Développement du vrac
• Le projet de loi favorise la vente en vrac et prévoit que tout consommateur « peut demander à être servi dans un contenant apporté par ses soins, dans la mesure où ce dernier est visiblement propre et adapté à la nature du produit acheté ».
Consigne… en pointillé
• Alors que le gouvernement souhaitait mettre en place initialement une consigne pour les bouteilles plastique, il laisse finalement aux collectivités jusqu’en 2023 pour tenter de montrer qu’elles peuvent améliorer la collecte des bouteilles, sans passer par la consigne. Dans le cas contraire, le gouvernement « définira la mise en oeuvre » d’une consigne après concertation. En attendant, des expérimentations sont possibles dans les territoires volontaires.
 Tri
• Le texte veut généraliser la signalétique sur le geste de tri, via le logo « Triman ». Avec des règles écrites expliquant clairement dans quelle poubelle l’emballage ou le produit doit être jeté.
• Il vise à harmoniser la couleur des poubelles sur l’ensemble du territoire d’ici le 31 décembre 2022 : jaune pour les plastiques, métaux et tous les autres matériaux ; bleu pour le papier-carton si la collectivité le collecte à part ; vert pour le verre ; marron pour les déchets naturels comme les épluchures et biodéchets ; gris pour les ordures ménagères.
Médicaments à l’unité
• Le projet de loi ouvre la voie à la délivrance de certains médicaments à l’unité dans les pharmacies à partir du 1er janvier 2022, laissant toutefois la liberté aux pharmaciens de le faire ou non. Engagement de campagne d’Emmanuel Macron, cette mesure sera précisée lors de décrets d’application.
Perturbateurs endocriniens
• Les fabricants devront mettre en ligne et en « open data » (exploitable sur le net) des informations sur la présence éventuelle de perturbateurs endocriniens dans leurs produits.

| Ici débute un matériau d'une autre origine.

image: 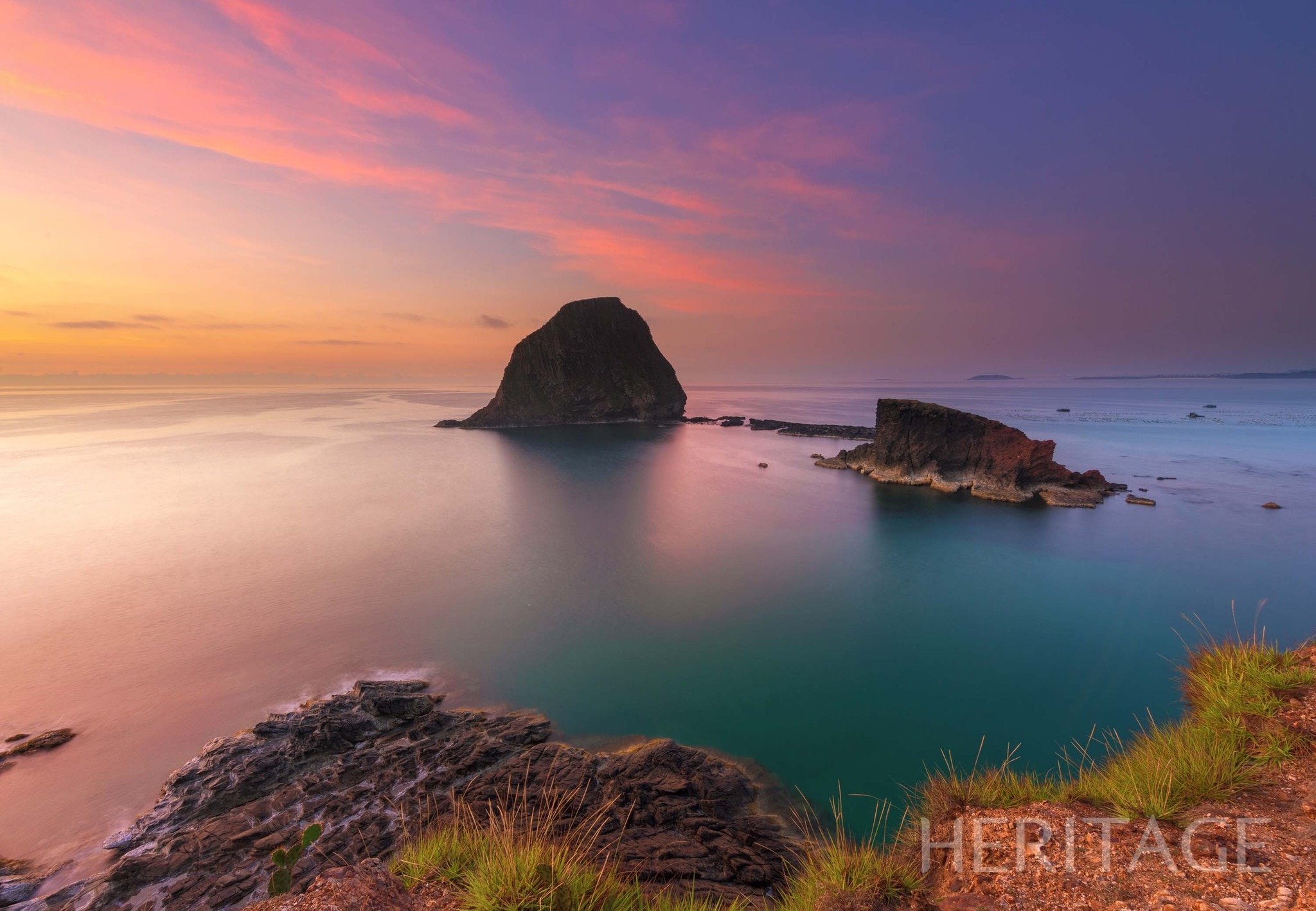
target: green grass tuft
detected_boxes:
[913,635,1316,820]
[772,795,923,911]
[392,792,743,911]
[392,636,1316,911]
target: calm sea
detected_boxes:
[0,380,1316,874]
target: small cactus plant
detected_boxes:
[270,823,325,895]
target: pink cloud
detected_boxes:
[0,0,1053,317]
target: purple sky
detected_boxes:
[0,0,1316,382]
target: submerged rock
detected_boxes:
[816,399,1128,507]
[0,728,78,759]
[436,297,686,428]
[749,418,873,439]
[46,680,794,911]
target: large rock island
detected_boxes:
[437,297,686,428]
[817,399,1126,507]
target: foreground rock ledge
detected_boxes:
[436,297,686,428]
[33,680,794,911]
[816,399,1128,507]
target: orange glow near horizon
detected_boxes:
[0,0,1316,382]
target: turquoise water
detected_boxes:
[0,380,1316,874]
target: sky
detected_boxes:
[0,0,1316,384]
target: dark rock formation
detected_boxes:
[436,297,686,427]
[0,857,46,907]
[817,399,1126,507]
[44,680,792,911]
[749,418,873,439]
[0,728,76,759]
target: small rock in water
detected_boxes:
[0,728,75,758]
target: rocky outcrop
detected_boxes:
[749,418,873,439]
[36,680,792,911]
[817,399,1126,507]
[437,297,686,428]
[0,728,76,759]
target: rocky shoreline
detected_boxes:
[815,399,1128,508]
[13,680,795,911]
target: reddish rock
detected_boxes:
[817,399,1126,507]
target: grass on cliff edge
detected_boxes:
[392,793,921,911]
[913,635,1316,820]
[392,636,1316,911]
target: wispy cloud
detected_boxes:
[0,0,1026,319]
[50,320,159,329]
[298,339,388,348]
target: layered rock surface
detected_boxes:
[25,680,792,911]
[749,418,873,439]
[817,399,1126,507]
[438,297,686,428]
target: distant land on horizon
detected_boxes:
[1074,367,1316,379]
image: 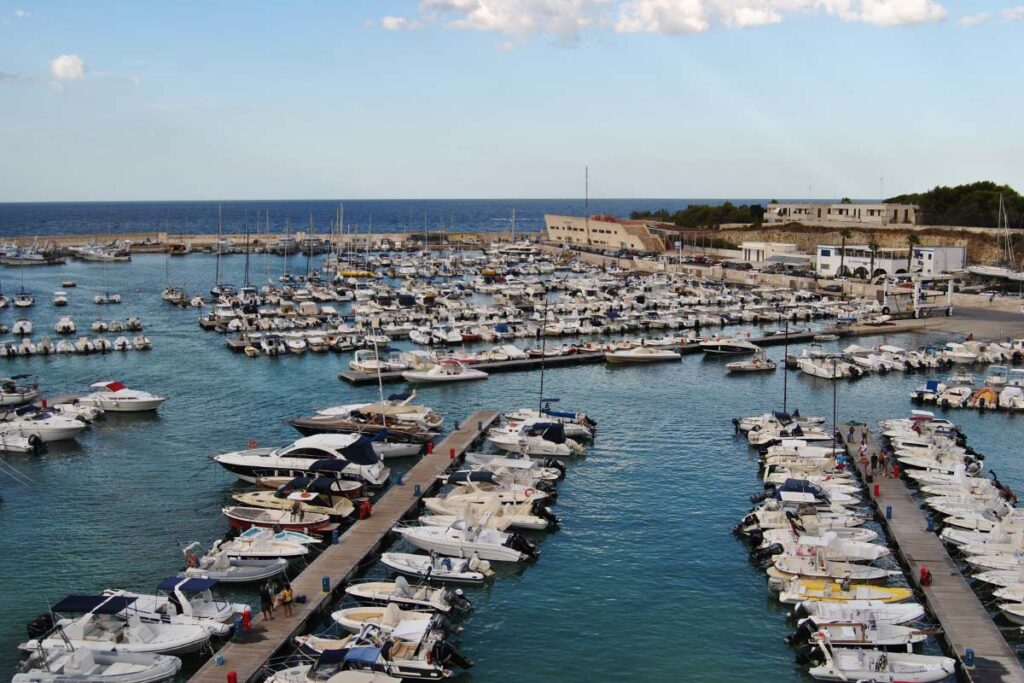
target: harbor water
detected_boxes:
[0,255,1024,683]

• Contre l’avis du gouvernement, l’Assemblée a voté un amendement LR pour que les fabricants apposent un pictogramme « déconseillé aux femmes enceintes » si leurs produits contiennent des perturbateurs endocriniens présentant des risques.
Tickets de caisse
• Fin de l’impression systématique des tickets de caisse, sauf demande expresse du client. Seront concernées les transactions en dessous de 10 euros à partir du 1er septembre 2020, de 20 euros au 1er janvier 2021, puis en dessous de 30 euros à l’horizon du 1er janvier 2022.